Career Growth Mountain

If you are involved in professional coaching and development, I’d like to invite you to imagine the people you coach in an organization as taking a journey on a Career Growth Mountain. 

Think of how most of us get started on our professional journey. When we start out in our career, it’s like we start off in the field at the foot of the Mountain. This Early Career Field has gorgeous wildflowers, cute animals, curiosities, and lots to explore. 

There are also dangers. Sinkholes we don’t know are there until we walk into them and fall. Dangerous coyotes that are on the prowl for naive prey.

As we move through our careers, we often want to continue to amplify our visibility and competence. We yearn to see sights other than the fields. We start to climb and move into more of a wooded, forested area near the base of the Mountain. As anyone who has ever explored the forest knows well, the experience can vary and will look different for different people.

In these woods, we find new things to explore that couldn’t exist in the fields—gorgeous waterfalls and streams, new varieties of trees, and verdant landscapes. 

We find new dangers here, too.  We might come upon a cave with a family of bears inside. We might see plentiful and gorgeous red berries, but only after we eat them do we discover they are poisonous. 

Some people may happily choose to spend their entire career in this forest area, what I would refer to as Mid-Career Woods. Some folks try their hand at managing others and leave the life of an individual contributor behind, building campfires of connection and teaching new recruits how to live off the land. 
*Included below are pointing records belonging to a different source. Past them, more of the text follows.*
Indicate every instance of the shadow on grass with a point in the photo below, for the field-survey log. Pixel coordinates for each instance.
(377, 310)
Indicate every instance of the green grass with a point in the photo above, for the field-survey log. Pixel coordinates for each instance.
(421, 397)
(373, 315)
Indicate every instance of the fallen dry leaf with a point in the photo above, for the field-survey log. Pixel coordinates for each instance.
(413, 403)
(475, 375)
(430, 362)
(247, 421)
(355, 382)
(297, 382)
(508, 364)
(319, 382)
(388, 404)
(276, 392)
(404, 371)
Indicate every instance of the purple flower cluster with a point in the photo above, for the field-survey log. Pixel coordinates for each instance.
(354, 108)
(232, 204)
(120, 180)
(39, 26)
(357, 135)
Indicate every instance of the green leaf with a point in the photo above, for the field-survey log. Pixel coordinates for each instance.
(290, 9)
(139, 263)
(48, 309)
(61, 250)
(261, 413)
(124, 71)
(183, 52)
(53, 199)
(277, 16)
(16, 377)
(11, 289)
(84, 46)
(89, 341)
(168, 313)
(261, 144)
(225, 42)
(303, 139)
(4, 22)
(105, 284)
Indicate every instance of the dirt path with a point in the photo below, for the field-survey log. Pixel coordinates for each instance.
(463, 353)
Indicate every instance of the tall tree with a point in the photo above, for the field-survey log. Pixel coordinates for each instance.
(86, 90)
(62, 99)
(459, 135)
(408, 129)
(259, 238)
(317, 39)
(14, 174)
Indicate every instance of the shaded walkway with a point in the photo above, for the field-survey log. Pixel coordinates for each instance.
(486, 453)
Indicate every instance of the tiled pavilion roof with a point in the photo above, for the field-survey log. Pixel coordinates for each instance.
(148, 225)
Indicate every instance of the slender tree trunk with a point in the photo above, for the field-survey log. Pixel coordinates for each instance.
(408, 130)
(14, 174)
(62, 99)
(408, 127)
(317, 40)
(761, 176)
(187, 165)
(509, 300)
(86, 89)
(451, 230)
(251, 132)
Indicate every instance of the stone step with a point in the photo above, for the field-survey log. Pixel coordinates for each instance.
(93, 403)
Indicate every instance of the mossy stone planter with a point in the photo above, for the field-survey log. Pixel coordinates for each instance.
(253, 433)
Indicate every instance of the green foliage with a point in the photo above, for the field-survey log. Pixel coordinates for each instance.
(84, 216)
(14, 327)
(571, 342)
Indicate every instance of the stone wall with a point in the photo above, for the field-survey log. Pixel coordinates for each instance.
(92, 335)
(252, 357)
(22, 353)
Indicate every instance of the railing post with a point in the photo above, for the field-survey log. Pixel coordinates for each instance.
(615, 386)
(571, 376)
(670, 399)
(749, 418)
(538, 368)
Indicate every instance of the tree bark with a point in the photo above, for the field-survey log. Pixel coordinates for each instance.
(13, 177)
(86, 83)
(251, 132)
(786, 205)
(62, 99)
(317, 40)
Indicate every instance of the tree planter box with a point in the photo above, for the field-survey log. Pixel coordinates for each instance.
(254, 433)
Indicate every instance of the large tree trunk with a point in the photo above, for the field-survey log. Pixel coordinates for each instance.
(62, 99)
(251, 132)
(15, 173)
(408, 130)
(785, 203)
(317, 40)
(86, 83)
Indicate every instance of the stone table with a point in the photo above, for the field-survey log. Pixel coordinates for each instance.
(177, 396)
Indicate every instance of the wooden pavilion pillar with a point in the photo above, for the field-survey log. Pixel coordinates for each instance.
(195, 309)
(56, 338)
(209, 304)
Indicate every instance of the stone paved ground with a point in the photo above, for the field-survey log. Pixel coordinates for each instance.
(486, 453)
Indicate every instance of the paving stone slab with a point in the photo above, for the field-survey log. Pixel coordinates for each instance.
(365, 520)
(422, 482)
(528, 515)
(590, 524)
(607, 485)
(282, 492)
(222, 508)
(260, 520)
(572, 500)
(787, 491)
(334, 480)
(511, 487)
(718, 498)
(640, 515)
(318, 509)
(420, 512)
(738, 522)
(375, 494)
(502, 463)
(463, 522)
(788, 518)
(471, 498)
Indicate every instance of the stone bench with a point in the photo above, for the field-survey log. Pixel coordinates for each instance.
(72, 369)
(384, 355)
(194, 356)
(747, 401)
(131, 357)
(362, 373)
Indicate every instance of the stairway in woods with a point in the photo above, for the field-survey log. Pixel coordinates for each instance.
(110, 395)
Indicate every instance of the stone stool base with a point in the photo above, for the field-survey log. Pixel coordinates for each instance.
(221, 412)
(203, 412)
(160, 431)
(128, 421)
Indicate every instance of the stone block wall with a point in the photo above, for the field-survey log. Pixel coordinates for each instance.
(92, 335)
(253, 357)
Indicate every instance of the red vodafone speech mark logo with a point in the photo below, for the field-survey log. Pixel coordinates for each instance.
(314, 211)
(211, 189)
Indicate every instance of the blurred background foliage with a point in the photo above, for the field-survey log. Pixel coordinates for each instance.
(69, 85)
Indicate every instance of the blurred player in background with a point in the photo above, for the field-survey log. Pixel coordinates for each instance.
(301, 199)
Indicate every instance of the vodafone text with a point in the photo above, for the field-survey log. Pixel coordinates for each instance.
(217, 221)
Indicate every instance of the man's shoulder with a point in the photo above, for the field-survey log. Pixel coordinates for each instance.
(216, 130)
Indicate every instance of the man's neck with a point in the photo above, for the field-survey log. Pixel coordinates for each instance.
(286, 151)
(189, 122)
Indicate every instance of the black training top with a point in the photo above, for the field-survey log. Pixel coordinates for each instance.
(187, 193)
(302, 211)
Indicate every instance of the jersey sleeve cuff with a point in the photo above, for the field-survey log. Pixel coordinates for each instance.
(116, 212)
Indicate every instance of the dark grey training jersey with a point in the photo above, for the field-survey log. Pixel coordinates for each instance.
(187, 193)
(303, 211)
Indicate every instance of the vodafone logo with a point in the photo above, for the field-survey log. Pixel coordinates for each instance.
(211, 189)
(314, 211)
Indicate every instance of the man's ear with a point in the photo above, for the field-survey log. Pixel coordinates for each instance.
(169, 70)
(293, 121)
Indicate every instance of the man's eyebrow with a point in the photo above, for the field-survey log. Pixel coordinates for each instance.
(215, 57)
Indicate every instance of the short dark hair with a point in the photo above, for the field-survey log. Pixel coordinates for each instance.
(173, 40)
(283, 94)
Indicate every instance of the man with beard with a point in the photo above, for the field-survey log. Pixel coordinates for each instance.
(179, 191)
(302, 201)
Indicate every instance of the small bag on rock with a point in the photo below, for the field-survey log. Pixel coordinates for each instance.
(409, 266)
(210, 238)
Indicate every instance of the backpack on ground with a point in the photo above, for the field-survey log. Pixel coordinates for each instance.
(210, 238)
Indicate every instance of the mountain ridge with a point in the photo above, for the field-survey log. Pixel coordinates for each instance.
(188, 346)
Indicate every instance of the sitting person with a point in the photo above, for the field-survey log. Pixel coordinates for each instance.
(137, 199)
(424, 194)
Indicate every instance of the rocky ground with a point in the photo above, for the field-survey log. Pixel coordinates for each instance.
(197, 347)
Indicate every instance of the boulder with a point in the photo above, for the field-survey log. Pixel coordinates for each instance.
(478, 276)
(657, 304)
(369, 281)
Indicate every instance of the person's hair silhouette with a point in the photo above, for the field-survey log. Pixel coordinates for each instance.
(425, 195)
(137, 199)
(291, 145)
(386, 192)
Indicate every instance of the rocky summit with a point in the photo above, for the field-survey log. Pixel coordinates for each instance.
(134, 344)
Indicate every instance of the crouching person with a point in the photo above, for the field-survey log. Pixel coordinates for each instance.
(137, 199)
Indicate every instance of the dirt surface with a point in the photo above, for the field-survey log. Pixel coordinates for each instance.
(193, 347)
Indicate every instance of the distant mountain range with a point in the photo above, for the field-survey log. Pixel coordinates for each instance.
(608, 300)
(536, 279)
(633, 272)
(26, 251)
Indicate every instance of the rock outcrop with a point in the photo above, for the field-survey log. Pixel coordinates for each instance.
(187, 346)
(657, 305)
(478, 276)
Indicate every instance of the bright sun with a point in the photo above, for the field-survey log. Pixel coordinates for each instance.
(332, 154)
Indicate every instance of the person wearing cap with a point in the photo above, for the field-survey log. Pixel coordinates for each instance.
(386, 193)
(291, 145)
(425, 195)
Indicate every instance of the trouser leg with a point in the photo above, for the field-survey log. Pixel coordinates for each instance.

Others build and develop breadth and depth of expertise with the wildlife in the pine cove or become a subject matter expert in their passion area by focusing on a disease spreading amongst the willows by the eastern stream. 

Still, others feel the tug to keep climbing and start moving up into the rocky, craggy area above the treetops. There, the vegetation is scarce. On any given day, they may meet a friendly old mountain goat or a clever mountain lion lying in wait for dinner. 

Because there are fewer people at this height on the Mountain, it can start to feel lonelier, a feeling compounded by the fact that they may be more exposed than ever before. The wind whips constantly. The sun burns. But it is only at this level that they can see the unparalleled beauty of the breathtaking vistas.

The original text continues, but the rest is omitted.